Tabi ki hayır…
İnsan aslında hiçbir zaman başkalarının istediklerini yapmaz. Ne yaparsa yapsın hep istediğidir. Ancak kültürel kodlarımız bazen evrimsel kodlarımızı gölgesinde bıraktığından öyle bir yanılsama yaşarız.
İnsan özünde bencil bir varlıktır. Bu genetik bir dayatmadır. Hayatta kal ve soyunu sürdür, üre içerikli olan…
Ancak doğa bunu, bizlerin yapısal olarak , diğer canlılara nazaran ve görece zayıf oluşu nedeni ile (kartal gibi pençe ve kanat, aslan gibi diş, ayı gibi cüsse ve kürk, yılan gibi zehir, pire gibi küçük vb.) biz olmak şeklinde toplumsallık olarak dayatır. Yani bir birine muhtaç ya da tek başına hayatta kalamama şeklinde.
Bunca bencil oluşumuza rağmen yaşamın çoğu ve temel alanında bizcil oluşumuzun nedeni bu.

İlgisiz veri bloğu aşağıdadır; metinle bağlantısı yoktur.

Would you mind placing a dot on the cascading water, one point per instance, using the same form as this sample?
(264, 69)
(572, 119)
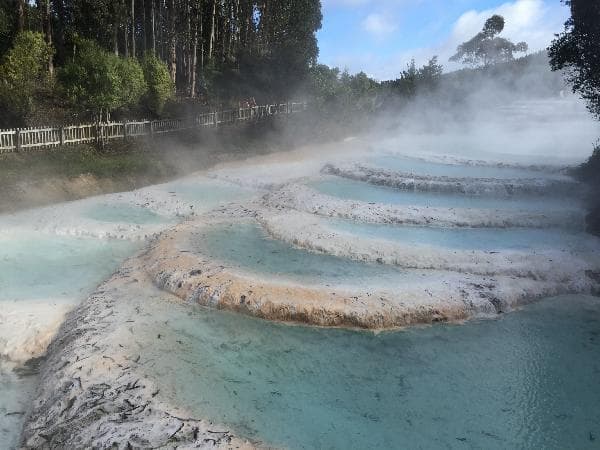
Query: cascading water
(315, 247)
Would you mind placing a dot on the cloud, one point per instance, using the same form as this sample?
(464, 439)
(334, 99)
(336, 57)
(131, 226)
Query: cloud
(532, 21)
(378, 25)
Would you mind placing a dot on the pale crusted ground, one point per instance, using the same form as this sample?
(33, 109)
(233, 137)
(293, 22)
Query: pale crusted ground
(93, 393)
(311, 232)
(494, 187)
(304, 198)
(433, 295)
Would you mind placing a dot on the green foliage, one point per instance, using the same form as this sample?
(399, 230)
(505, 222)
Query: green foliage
(158, 80)
(486, 47)
(7, 21)
(342, 93)
(413, 80)
(133, 85)
(576, 51)
(24, 71)
(100, 81)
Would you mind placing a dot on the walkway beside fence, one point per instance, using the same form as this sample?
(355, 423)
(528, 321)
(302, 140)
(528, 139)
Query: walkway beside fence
(22, 139)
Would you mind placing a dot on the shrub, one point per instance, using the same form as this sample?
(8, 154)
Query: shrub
(24, 70)
(158, 80)
(100, 81)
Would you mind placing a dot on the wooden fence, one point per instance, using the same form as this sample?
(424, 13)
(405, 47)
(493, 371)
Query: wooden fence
(22, 139)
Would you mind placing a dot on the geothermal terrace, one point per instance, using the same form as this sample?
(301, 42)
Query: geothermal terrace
(345, 236)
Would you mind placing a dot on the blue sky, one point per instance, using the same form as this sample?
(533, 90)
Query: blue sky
(381, 36)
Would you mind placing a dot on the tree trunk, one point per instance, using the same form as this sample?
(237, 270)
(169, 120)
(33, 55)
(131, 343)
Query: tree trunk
(153, 20)
(20, 15)
(48, 33)
(211, 42)
(133, 53)
(125, 26)
(145, 37)
(172, 43)
(194, 63)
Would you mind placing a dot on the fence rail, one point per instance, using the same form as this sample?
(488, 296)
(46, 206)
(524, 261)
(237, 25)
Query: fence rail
(21, 139)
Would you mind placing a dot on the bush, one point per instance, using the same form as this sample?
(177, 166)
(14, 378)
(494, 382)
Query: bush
(100, 81)
(24, 70)
(133, 83)
(158, 80)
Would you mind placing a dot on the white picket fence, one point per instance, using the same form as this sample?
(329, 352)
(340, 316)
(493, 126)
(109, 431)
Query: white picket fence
(22, 139)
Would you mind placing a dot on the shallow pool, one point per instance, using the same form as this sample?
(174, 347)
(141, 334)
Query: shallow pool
(404, 164)
(528, 380)
(40, 266)
(123, 213)
(247, 246)
(486, 239)
(365, 192)
(208, 194)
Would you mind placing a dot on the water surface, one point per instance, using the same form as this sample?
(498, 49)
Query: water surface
(528, 380)
(40, 266)
(404, 164)
(486, 239)
(248, 247)
(365, 192)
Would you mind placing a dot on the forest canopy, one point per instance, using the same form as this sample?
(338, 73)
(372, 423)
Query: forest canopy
(226, 48)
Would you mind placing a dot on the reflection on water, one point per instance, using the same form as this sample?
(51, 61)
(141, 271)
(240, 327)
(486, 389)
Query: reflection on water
(486, 239)
(528, 380)
(356, 190)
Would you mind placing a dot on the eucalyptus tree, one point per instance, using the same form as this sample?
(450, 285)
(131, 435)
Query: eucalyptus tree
(486, 47)
(577, 51)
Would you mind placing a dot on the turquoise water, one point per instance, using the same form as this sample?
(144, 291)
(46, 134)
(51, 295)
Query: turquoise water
(16, 392)
(38, 266)
(206, 195)
(419, 167)
(123, 213)
(487, 239)
(246, 246)
(365, 192)
(528, 380)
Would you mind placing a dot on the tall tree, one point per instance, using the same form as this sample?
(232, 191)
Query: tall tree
(486, 47)
(577, 51)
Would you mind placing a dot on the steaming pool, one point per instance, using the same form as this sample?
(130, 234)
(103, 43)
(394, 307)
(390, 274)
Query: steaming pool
(528, 379)
(404, 164)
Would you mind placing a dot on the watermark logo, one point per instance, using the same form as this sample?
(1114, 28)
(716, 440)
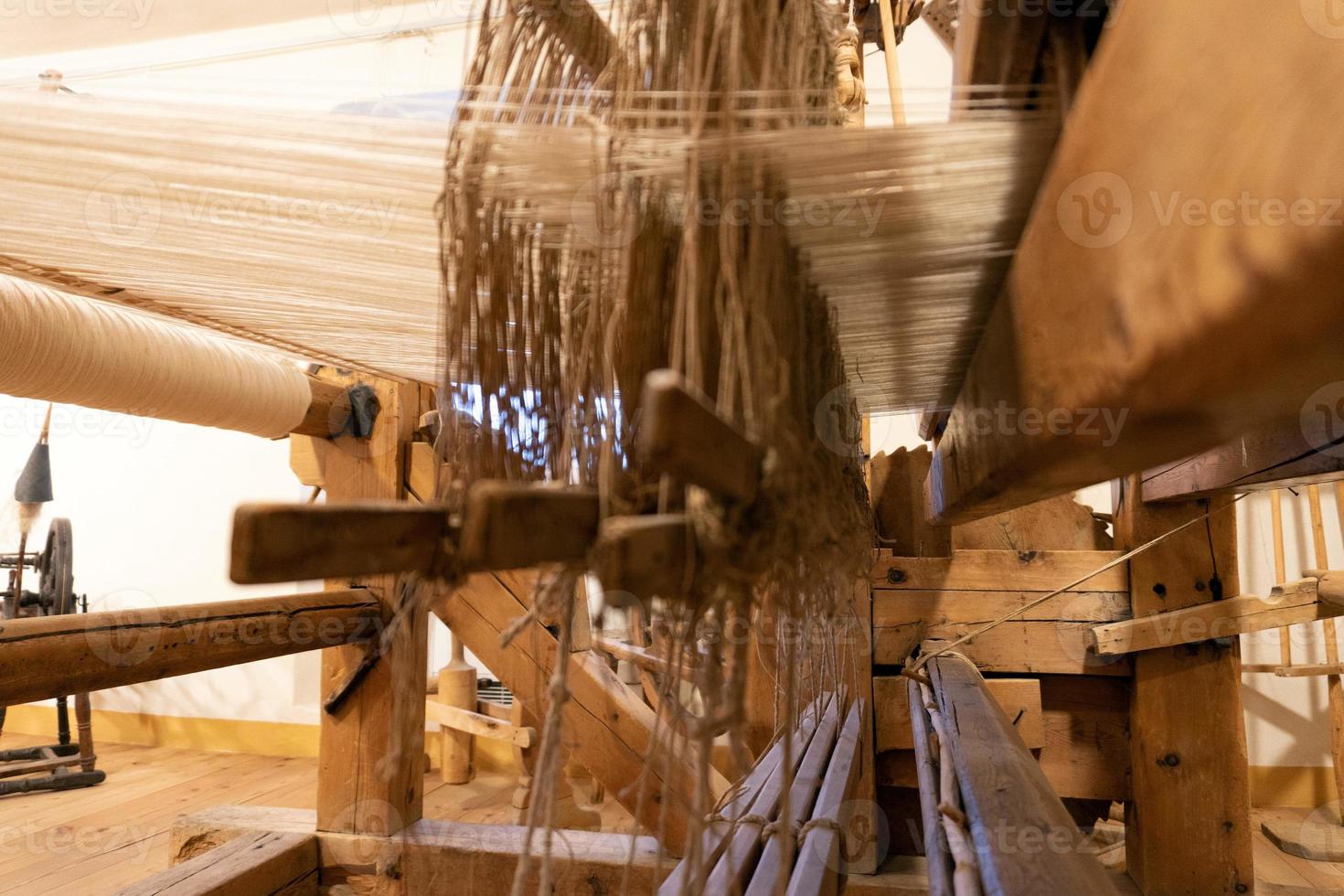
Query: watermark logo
(837, 423)
(603, 212)
(123, 209)
(133, 12)
(1323, 415)
(362, 17)
(1097, 209)
(1326, 17)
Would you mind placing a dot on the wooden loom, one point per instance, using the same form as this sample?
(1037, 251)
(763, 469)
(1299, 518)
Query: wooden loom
(1124, 688)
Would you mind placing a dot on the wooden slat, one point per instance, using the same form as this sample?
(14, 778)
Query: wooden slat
(998, 571)
(43, 657)
(682, 434)
(821, 852)
(477, 724)
(1183, 329)
(928, 775)
(1269, 458)
(1004, 789)
(1217, 620)
(1189, 816)
(506, 526)
(612, 727)
(253, 863)
(1018, 698)
(775, 860)
(440, 856)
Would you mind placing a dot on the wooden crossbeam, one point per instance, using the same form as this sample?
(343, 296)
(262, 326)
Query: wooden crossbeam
(43, 657)
(506, 526)
(1143, 318)
(612, 727)
(1287, 604)
(434, 856)
(1269, 458)
(479, 724)
(1006, 790)
(258, 861)
(682, 434)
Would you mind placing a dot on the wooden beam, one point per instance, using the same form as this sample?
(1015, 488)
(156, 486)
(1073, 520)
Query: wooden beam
(612, 727)
(1189, 816)
(1269, 458)
(506, 527)
(1027, 842)
(1018, 698)
(1168, 359)
(998, 571)
(645, 557)
(258, 861)
(1287, 604)
(43, 657)
(682, 434)
(371, 749)
(434, 855)
(1086, 739)
(477, 724)
(1054, 637)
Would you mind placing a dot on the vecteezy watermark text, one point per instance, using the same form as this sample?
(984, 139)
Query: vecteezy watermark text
(1089, 422)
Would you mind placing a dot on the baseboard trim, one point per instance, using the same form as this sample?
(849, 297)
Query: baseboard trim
(1292, 786)
(220, 735)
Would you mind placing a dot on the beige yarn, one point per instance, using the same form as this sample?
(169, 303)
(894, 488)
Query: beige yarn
(76, 351)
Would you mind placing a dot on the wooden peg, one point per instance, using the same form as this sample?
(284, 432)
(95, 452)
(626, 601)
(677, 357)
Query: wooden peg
(683, 435)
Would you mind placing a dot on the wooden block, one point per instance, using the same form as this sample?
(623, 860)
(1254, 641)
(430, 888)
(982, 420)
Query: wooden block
(1006, 790)
(898, 508)
(1086, 741)
(422, 472)
(1018, 698)
(683, 435)
(308, 460)
(1057, 524)
(1051, 638)
(1000, 571)
(258, 861)
(296, 543)
(646, 557)
(511, 526)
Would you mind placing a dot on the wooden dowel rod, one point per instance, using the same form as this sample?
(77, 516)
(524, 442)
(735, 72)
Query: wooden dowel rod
(682, 434)
(43, 657)
(926, 773)
(1275, 508)
(889, 39)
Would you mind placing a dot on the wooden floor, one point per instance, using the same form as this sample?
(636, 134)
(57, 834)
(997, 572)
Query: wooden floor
(102, 838)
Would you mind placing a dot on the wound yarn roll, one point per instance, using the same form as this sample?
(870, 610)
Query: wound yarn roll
(76, 351)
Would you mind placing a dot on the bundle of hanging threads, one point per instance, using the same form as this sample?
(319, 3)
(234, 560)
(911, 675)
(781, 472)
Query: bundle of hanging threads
(578, 257)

İşte bu neden doğrudan her şeyi istediğimiz için ve dolaylı olarak da yine bizim istediğimiz için fakat başkalarının istekleriymiş gibi bir yanılsama ( hile, üçkağıt , zorunluluk yahut adına ne dersek diyelim) ile hep bir şeyler yaparız.
Bu aslında zorunlu olanın kavranıp gönüllü olarak kabulünden başka bir şey değildir. O da şudur: Ben önemliyim fakat ben salt ben ile var olamaz. “Biz”e muhtacım.” Biz” ise bir bedeli gerektirir. Biz gibi davranmam ve ben dışında var olana da ihtimam (önem ve öncelik) göstermem çıkarımadır.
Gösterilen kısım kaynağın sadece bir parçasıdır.